If you are a Pennsylvania parent who has recently filed for divorce or had papers served to you, you no doubt hope to achieve a settlement centrally focused on your children’s well-being. You might also be one of many parents who have struggled to overcome an alcohol or drug addiction. It is understandable that these issues will be relevant to child custody proceedings in your case, although it doesn’t necessarily mean you cannot gain custody or visitation privileges.
When a parent has a substance abuse problem or has had one in the past, the court must determine whether children would be at risk if the parent in question were to be awarded legal or physical custody, or were to be granted scheduled visitation privileges. If you have been sober for an extended period of time, your chances for gaining custody or visitation are much better than they might be if it remains an ongoing problem.

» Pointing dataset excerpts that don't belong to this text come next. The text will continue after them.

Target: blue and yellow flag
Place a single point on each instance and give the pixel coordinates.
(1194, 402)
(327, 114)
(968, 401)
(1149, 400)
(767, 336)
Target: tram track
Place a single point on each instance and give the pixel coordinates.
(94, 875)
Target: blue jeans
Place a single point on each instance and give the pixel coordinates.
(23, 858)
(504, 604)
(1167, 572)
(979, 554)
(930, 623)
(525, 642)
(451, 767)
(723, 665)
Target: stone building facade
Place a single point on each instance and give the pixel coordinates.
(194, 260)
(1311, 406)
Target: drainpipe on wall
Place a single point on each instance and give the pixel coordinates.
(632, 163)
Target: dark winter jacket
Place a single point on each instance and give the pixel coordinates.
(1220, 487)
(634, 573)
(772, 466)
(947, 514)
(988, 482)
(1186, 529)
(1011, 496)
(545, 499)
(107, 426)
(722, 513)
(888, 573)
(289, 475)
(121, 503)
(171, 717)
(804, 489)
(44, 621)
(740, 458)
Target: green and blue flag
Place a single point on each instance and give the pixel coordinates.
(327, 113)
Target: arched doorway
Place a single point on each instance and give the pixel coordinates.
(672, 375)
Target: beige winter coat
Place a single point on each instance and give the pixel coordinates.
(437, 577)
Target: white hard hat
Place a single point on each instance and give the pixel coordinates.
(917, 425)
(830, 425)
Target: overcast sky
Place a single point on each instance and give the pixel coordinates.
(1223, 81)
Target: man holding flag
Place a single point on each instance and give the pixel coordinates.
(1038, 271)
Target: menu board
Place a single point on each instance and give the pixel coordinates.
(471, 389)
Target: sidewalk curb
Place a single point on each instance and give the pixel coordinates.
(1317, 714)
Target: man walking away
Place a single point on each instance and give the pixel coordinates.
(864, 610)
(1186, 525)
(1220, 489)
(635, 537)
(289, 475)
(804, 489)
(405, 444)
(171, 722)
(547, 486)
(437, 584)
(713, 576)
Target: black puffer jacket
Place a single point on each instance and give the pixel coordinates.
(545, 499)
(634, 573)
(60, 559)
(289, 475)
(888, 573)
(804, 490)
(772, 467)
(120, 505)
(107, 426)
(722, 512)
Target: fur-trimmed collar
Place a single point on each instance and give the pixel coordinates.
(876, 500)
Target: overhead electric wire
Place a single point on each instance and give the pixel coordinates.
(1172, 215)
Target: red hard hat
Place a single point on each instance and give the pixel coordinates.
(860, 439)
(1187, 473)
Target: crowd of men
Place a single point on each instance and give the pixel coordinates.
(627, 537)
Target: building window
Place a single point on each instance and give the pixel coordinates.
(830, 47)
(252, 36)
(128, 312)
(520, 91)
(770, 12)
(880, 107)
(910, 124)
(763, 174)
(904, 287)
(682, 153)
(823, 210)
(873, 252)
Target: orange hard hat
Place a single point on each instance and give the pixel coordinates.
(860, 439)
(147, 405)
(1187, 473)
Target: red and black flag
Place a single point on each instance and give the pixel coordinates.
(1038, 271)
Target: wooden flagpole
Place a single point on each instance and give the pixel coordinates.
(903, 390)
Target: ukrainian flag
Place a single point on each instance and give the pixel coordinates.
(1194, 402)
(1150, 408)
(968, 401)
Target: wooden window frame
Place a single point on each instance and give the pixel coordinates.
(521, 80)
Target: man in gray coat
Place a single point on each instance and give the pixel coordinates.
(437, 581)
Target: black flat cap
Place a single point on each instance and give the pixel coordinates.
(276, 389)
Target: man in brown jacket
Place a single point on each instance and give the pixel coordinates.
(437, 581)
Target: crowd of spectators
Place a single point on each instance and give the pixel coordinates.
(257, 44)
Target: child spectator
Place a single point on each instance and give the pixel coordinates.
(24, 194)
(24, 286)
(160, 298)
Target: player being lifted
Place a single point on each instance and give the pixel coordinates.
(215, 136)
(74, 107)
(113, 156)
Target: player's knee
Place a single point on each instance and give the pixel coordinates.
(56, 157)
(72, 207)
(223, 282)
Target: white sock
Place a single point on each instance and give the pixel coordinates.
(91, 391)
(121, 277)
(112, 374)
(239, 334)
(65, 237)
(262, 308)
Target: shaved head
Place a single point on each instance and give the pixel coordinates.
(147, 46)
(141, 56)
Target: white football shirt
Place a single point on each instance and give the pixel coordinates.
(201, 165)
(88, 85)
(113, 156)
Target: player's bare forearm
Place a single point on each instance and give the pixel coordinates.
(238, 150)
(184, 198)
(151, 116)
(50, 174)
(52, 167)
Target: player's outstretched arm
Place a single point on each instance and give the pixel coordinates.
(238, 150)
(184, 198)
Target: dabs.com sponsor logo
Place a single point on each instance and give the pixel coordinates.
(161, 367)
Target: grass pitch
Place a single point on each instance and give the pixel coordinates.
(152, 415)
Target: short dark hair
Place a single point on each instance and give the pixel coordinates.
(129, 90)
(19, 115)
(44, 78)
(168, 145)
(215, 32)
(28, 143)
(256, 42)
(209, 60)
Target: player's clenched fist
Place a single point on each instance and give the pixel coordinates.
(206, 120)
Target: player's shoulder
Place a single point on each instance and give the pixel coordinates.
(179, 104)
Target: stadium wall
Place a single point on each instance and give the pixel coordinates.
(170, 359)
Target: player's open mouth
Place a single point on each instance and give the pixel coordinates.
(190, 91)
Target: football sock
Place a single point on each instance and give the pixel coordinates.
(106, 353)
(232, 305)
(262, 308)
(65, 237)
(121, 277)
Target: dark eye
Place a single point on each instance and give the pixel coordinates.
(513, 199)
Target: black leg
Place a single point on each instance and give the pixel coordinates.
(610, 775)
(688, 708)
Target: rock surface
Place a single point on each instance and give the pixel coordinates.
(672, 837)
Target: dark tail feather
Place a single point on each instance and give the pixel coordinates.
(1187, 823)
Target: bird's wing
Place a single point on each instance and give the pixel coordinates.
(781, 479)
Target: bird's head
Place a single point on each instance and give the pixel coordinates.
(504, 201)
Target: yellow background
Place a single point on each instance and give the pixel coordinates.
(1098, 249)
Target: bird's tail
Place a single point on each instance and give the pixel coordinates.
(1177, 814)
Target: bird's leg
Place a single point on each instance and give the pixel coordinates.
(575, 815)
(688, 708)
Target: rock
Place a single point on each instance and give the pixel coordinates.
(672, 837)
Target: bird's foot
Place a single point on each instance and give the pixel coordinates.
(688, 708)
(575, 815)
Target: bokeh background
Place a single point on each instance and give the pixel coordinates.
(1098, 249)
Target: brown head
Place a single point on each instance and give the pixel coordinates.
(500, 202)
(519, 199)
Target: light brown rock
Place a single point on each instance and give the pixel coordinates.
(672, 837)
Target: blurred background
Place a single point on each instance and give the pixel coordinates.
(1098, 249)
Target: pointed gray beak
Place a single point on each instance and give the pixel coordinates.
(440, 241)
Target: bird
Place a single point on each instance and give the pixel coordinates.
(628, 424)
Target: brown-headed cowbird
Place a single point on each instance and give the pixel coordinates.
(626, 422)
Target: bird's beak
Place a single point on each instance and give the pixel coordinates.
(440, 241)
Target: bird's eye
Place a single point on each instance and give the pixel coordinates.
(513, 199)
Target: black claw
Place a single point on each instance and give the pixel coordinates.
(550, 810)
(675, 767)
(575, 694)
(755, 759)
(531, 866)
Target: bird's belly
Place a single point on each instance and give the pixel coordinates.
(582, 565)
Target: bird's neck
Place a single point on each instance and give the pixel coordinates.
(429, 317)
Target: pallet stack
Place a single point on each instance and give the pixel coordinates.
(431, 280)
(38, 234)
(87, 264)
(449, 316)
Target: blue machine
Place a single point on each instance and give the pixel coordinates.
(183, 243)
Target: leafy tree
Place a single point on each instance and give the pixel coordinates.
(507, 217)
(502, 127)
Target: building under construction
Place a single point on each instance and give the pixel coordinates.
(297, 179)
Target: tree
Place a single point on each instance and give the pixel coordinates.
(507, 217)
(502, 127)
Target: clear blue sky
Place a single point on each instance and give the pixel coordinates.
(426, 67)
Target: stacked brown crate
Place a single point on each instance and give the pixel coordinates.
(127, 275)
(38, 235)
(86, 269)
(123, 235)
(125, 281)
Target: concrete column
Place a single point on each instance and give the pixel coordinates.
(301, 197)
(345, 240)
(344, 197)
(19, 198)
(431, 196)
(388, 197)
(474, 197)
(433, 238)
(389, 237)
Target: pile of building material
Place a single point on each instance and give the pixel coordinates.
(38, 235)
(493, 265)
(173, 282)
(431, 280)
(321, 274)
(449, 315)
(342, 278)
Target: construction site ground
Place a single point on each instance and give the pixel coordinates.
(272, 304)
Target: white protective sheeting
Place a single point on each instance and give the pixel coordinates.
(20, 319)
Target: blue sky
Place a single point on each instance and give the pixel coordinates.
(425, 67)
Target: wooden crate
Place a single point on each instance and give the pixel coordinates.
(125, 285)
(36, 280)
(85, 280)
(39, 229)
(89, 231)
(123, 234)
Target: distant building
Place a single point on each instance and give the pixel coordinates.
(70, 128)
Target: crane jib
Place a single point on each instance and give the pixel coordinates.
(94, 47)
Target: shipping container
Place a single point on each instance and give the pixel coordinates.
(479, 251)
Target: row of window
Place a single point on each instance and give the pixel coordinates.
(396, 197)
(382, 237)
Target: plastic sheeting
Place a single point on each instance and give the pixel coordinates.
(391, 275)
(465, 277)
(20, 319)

Legal versus physical child custody
If the court grants you legal custody of your children, it means that you have the authority to make decisions on their behalf. Physical custody, on the other hand, refers to where your children live following your divorce. The judge overseeing your case might determine that a shared legal and physical custody arrangement would be best. He or she might also determine that your children are less at risk if you have restricted visitation, such as supervised visits on a regular basis.
When there is evidence of parental substance abuse, the court might prohibit you from contact with your children. Every case is unique. A family court judge’s priority is to ensure your children’s best interests through whatever decision he or she ultimately makes in child custody proceedings.
Undergoing treatment to regain child custody
In some cases, the court might order a parent to enter a rehabilitation program in order to regain child custody after a divorce. If this happens in your case, whether the court allows you to continue visiting your kids or prohibits you from doing so until you demonstrate completion of the program is a decision made at the court’s discretion.
It’s understandable that you would be greatly upset if the court forbids you from seeing your children or living with them until after settling your divorce. However, a ruling such as this does not mean that you should lose hope because many parents have been able to overcome substance abuse issues and gain the court’s permission to play active roles in their children’s lives. If you are unsure of your parental rights or are concerned about child custody issues, you can seek guidance from someone who specializes in Pennsylvania divorce and custody laws.